Dermatological reactions:

dermatitis, itching, rash, swelling.

Drug interactions

There was no interaction of Nootropil with clonazepam, phenytoin, phenobarbital, or sodium valproate.

Piracetam in high doses (9.6 g/day) increased the effectiveness of acenocoumarol in patients with venous thrombosis: there was a greater decrease in platelet aggregation, fibrinogen levels, von Willebrand factors, blood and plasma viscosity than when acenocoumarol was prescribed alone.

The possibility of changing the pharmacodynamics of piracetam under the influence of other drugs is low, because 90% of its dose is excreted unchanged in the urine.

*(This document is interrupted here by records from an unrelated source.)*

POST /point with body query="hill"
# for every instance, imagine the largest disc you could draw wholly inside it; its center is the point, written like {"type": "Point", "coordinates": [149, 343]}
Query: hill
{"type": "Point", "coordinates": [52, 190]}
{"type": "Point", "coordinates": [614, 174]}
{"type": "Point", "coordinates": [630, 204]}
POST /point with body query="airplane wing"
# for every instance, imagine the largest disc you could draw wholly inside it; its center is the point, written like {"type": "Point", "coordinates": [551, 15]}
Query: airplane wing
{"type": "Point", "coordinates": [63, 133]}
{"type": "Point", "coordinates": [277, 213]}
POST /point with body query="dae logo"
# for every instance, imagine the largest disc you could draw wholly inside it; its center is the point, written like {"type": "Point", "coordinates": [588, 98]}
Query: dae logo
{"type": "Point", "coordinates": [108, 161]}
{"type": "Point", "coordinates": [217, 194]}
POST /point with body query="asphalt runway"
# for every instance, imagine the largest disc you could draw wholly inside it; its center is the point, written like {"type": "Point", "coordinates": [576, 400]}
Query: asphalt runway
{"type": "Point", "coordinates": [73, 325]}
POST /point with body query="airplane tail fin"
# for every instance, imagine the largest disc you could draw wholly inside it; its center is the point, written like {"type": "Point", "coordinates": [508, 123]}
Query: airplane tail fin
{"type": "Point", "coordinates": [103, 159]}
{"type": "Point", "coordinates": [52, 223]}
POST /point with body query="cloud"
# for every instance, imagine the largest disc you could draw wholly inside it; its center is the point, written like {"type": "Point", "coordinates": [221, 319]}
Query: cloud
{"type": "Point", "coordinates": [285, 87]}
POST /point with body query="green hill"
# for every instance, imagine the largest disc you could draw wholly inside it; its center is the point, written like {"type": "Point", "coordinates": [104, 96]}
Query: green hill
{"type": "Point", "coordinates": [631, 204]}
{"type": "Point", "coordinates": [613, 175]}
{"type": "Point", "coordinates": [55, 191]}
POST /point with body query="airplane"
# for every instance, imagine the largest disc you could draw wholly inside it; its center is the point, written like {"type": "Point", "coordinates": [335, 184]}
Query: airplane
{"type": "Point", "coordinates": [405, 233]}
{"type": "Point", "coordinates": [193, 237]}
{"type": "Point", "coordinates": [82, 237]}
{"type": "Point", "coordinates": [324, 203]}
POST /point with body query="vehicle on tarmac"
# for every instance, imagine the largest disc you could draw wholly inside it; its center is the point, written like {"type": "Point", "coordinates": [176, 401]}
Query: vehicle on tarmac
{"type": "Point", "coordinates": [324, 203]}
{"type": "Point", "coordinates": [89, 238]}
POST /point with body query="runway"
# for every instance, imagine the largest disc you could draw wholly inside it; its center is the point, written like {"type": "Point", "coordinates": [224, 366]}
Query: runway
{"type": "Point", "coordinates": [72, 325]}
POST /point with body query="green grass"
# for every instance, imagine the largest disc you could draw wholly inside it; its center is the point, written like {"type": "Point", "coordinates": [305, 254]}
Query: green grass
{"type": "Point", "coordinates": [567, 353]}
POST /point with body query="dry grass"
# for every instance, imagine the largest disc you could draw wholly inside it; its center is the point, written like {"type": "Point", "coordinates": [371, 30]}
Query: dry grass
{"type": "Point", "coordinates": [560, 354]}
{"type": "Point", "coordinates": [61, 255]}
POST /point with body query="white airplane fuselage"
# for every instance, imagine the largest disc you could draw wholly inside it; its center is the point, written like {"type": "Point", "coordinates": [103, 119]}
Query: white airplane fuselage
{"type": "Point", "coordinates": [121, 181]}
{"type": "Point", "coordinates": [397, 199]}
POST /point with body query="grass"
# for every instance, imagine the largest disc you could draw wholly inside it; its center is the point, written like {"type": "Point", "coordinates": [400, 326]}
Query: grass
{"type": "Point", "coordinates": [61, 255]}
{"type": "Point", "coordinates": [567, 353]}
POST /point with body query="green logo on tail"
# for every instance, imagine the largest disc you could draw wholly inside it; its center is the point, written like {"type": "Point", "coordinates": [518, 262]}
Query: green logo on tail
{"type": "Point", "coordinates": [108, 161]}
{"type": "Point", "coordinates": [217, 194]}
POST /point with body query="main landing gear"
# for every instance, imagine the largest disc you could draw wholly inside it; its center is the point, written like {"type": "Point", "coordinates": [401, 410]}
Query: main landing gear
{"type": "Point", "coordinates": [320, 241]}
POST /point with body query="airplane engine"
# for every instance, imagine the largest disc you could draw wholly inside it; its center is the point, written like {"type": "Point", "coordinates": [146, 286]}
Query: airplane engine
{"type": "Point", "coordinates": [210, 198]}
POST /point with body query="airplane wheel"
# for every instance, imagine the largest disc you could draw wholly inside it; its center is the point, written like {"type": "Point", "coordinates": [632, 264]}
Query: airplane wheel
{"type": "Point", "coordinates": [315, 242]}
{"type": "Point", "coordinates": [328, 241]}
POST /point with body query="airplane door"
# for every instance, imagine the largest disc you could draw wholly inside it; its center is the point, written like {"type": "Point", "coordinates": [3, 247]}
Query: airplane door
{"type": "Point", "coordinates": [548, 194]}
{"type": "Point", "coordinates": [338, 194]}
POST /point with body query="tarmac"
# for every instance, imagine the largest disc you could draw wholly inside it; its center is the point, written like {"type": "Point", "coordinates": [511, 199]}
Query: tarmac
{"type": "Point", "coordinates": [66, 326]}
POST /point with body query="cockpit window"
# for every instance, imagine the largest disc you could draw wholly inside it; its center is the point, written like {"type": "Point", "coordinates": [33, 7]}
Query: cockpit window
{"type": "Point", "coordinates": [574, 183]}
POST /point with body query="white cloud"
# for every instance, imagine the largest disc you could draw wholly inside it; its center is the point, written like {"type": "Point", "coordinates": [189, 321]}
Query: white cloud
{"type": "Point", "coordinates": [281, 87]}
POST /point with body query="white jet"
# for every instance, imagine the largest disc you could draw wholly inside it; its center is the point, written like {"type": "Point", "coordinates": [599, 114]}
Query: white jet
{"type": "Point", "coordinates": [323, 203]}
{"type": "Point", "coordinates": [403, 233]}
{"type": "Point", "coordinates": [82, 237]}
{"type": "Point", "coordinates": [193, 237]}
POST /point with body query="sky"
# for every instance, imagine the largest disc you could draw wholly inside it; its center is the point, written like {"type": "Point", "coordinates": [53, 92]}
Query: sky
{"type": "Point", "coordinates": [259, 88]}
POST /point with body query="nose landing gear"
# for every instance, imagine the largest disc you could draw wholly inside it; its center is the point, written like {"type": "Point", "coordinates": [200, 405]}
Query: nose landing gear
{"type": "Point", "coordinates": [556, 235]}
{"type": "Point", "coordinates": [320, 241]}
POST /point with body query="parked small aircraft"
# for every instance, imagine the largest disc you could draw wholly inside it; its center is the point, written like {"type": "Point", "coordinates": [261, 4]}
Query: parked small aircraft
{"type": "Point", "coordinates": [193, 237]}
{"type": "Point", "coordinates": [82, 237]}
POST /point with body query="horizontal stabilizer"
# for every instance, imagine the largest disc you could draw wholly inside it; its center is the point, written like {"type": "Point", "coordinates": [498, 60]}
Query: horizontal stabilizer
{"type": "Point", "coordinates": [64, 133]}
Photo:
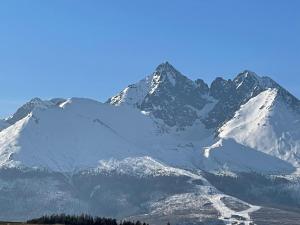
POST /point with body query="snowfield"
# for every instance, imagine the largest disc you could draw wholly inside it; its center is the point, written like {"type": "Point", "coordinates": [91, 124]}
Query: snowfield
{"type": "Point", "coordinates": [149, 151]}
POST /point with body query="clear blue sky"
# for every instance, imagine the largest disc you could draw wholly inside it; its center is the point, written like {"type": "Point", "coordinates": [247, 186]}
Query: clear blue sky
{"type": "Point", "coordinates": [65, 48]}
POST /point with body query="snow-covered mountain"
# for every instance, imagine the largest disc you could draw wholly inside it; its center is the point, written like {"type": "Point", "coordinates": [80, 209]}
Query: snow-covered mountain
{"type": "Point", "coordinates": [164, 127]}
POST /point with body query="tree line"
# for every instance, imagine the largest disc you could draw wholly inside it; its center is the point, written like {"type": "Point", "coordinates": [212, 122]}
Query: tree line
{"type": "Point", "coordinates": [80, 220]}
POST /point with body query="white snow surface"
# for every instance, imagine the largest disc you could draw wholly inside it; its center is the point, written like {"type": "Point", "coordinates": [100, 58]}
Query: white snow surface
{"type": "Point", "coordinates": [141, 167]}
{"type": "Point", "coordinates": [267, 124]}
{"type": "Point", "coordinates": [3, 124]}
{"type": "Point", "coordinates": [228, 155]}
{"type": "Point", "coordinates": [78, 133]}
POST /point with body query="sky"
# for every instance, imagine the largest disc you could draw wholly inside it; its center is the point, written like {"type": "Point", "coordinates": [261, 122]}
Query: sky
{"type": "Point", "coordinates": [94, 49]}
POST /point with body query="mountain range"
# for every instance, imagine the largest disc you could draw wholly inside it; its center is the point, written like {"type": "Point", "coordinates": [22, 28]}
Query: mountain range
{"type": "Point", "coordinates": [165, 149]}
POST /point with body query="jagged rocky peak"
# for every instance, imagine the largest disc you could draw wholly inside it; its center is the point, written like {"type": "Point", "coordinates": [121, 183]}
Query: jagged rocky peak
{"type": "Point", "coordinates": [233, 93]}
{"type": "Point", "coordinates": [168, 95]}
{"type": "Point", "coordinates": [202, 86]}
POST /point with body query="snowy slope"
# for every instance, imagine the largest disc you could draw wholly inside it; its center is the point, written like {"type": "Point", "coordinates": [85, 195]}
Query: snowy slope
{"type": "Point", "coordinates": [3, 124]}
{"type": "Point", "coordinates": [76, 134]}
{"type": "Point", "coordinates": [227, 155]}
{"type": "Point", "coordinates": [268, 124]}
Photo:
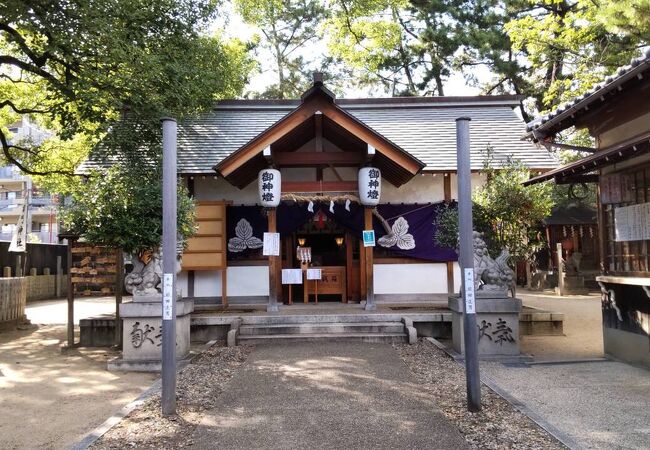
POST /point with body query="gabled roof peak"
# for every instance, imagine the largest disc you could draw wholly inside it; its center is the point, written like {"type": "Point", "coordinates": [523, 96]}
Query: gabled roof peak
{"type": "Point", "coordinates": [318, 88]}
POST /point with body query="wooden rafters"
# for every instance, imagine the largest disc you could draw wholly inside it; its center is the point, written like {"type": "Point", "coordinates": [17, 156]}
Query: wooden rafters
{"type": "Point", "coordinates": [311, 116]}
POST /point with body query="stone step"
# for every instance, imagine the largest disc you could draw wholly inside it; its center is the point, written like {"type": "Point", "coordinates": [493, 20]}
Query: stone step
{"type": "Point", "coordinates": [329, 337]}
{"type": "Point", "coordinates": [347, 318]}
{"type": "Point", "coordinates": [321, 328]}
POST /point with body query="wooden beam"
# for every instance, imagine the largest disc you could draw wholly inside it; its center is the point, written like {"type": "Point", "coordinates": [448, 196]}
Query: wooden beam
{"type": "Point", "coordinates": [319, 186]}
{"type": "Point", "coordinates": [275, 132]}
{"type": "Point", "coordinates": [296, 159]}
{"type": "Point", "coordinates": [380, 143]}
{"type": "Point", "coordinates": [275, 262]}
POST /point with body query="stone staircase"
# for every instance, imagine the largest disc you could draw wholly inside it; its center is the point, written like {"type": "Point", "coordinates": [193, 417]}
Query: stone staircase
{"type": "Point", "coordinates": [304, 328]}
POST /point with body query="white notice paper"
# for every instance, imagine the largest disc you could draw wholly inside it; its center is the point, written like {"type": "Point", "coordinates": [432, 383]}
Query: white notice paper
{"type": "Point", "coordinates": [291, 276]}
{"type": "Point", "coordinates": [468, 284]}
{"type": "Point", "coordinates": [314, 274]}
{"type": "Point", "coordinates": [271, 245]}
{"type": "Point", "coordinates": [168, 297]}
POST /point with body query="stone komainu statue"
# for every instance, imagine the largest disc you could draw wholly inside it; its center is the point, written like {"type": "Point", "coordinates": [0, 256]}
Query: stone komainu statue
{"type": "Point", "coordinates": [492, 275]}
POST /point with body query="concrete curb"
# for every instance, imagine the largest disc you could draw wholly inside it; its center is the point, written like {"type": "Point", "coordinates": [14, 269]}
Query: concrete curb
{"type": "Point", "coordinates": [519, 406]}
{"type": "Point", "coordinates": [116, 418]}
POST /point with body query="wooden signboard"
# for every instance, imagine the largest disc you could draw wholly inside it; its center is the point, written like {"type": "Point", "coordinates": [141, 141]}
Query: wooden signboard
{"type": "Point", "coordinates": [206, 250]}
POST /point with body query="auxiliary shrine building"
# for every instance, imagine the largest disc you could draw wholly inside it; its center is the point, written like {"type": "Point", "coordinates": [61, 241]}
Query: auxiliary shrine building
{"type": "Point", "coordinates": [318, 145]}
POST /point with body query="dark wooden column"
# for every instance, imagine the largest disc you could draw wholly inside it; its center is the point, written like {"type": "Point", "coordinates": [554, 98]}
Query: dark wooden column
{"type": "Point", "coordinates": [275, 263]}
{"type": "Point", "coordinates": [450, 264]}
{"type": "Point", "coordinates": [370, 291]}
{"type": "Point", "coordinates": [119, 282]}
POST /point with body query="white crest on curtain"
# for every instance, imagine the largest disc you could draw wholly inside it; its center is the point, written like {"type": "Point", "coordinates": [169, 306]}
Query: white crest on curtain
{"type": "Point", "coordinates": [243, 238]}
{"type": "Point", "coordinates": [398, 236]}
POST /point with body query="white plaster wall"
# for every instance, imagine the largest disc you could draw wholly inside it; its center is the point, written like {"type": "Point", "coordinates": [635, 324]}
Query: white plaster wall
{"type": "Point", "coordinates": [298, 174]}
{"type": "Point", "coordinates": [243, 281]}
{"type": "Point", "coordinates": [410, 278]}
{"type": "Point", "coordinates": [628, 130]}
{"type": "Point", "coordinates": [248, 281]}
{"type": "Point", "coordinates": [639, 160]}
{"type": "Point", "coordinates": [209, 188]}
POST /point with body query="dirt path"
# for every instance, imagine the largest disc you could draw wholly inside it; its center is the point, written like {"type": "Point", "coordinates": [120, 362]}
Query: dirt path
{"type": "Point", "coordinates": [49, 400]}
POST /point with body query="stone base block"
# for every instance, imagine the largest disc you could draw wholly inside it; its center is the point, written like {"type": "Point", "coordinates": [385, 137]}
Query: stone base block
{"type": "Point", "coordinates": [497, 320]}
{"type": "Point", "coordinates": [573, 286]}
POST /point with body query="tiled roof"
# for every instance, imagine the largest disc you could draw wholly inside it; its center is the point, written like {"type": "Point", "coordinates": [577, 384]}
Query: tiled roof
{"type": "Point", "coordinates": [426, 128]}
{"type": "Point", "coordinates": [565, 111]}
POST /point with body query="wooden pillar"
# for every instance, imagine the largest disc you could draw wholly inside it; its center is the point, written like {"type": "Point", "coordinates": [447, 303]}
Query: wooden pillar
{"type": "Point", "coordinates": [70, 296]}
{"type": "Point", "coordinates": [275, 263]}
{"type": "Point", "coordinates": [119, 280]}
{"type": "Point", "coordinates": [450, 264]}
{"type": "Point", "coordinates": [560, 267]}
{"type": "Point", "coordinates": [370, 290]}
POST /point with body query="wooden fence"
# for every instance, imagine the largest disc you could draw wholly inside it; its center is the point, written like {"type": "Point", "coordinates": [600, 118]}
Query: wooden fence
{"type": "Point", "coordinates": [13, 297]}
{"type": "Point", "coordinates": [38, 256]}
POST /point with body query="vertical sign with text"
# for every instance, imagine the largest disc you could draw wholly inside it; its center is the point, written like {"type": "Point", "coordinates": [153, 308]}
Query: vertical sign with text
{"type": "Point", "coordinates": [168, 297]}
{"type": "Point", "coordinates": [468, 285]}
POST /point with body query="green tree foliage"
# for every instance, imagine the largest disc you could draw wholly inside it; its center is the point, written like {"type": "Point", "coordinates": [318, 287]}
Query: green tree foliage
{"type": "Point", "coordinates": [122, 207]}
{"type": "Point", "coordinates": [507, 213]}
{"type": "Point", "coordinates": [630, 17]}
{"type": "Point", "coordinates": [287, 27]}
{"type": "Point", "coordinates": [566, 47]}
{"type": "Point", "coordinates": [80, 66]}
{"type": "Point", "coordinates": [405, 46]}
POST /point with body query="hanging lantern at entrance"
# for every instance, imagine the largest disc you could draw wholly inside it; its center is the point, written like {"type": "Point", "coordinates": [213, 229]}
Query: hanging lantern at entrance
{"type": "Point", "coordinates": [269, 182]}
{"type": "Point", "coordinates": [369, 186]}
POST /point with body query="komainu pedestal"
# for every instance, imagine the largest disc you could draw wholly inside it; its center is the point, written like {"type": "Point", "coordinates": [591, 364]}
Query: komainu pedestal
{"type": "Point", "coordinates": [497, 320]}
{"type": "Point", "coordinates": [142, 333]}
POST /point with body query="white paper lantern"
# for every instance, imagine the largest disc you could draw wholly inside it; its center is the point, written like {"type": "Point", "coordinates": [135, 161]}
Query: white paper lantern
{"type": "Point", "coordinates": [269, 186]}
{"type": "Point", "coordinates": [369, 186]}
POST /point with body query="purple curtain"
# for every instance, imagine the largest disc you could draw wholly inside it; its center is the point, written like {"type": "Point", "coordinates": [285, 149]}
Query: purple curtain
{"type": "Point", "coordinates": [412, 226]}
{"type": "Point", "coordinates": [413, 229]}
{"type": "Point", "coordinates": [245, 227]}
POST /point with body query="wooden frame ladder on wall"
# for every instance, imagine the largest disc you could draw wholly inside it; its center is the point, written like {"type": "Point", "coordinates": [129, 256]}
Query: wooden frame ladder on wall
{"type": "Point", "coordinates": [206, 250]}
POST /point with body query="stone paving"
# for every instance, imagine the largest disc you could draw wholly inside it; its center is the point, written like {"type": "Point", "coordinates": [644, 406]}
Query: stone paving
{"type": "Point", "coordinates": [324, 396]}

Piracetam at concentrations of 142, 426 and 1422 μg/ml does not inhibit the activity of isoenzymes CYP1A2, 2B6, 2C8, 2C9, 2C19, 2D6, 2E1 and 4A9/11. At a concentration of 1422 μg/ml, a slight inhibition of the activity of CYP2A6 (21%) and 3A4/5 (11%) isoenzymes was noted. However, the Ki level of these two isoenzymes is sufficient when exceeding 1422 μg/ml. Therefore, metabolic interaction with other drugs is unlikely.

When taking piracetam at a dose of 20 mg/day, C max in the blood plasma and the nature of the pharmacokinetic curve of anticonvulsants (carbamazepine, phenytoin, phenobarbital, valproic acid) in patients with epilepsy receiving constant doses of these drugs do not change. When taking piracetam at a dose of 1.6 g with alcohol, the serum concentrations of piracetam and ethanol did not change.

Overdose

Symptoms:

When using piracetam at a dose of 75 g in the form of an oral solution, dyspeptic symptoms such as bloody diarrhea and abdominal pain were noted. No other special symptoms of piracetam overdose were noted.

Treatment:

immediately after a significant overdose when taken orally, you can rinse the stomach or induce artificial vomiting. Symptomatic therapy is indicated, which may include hemodialysis. There is no specific antidote. The effectiveness of hemodialysis is 50-60%.

Storage conditions

The drug should be stored in a dry place at a temperature not exceeding 25°C.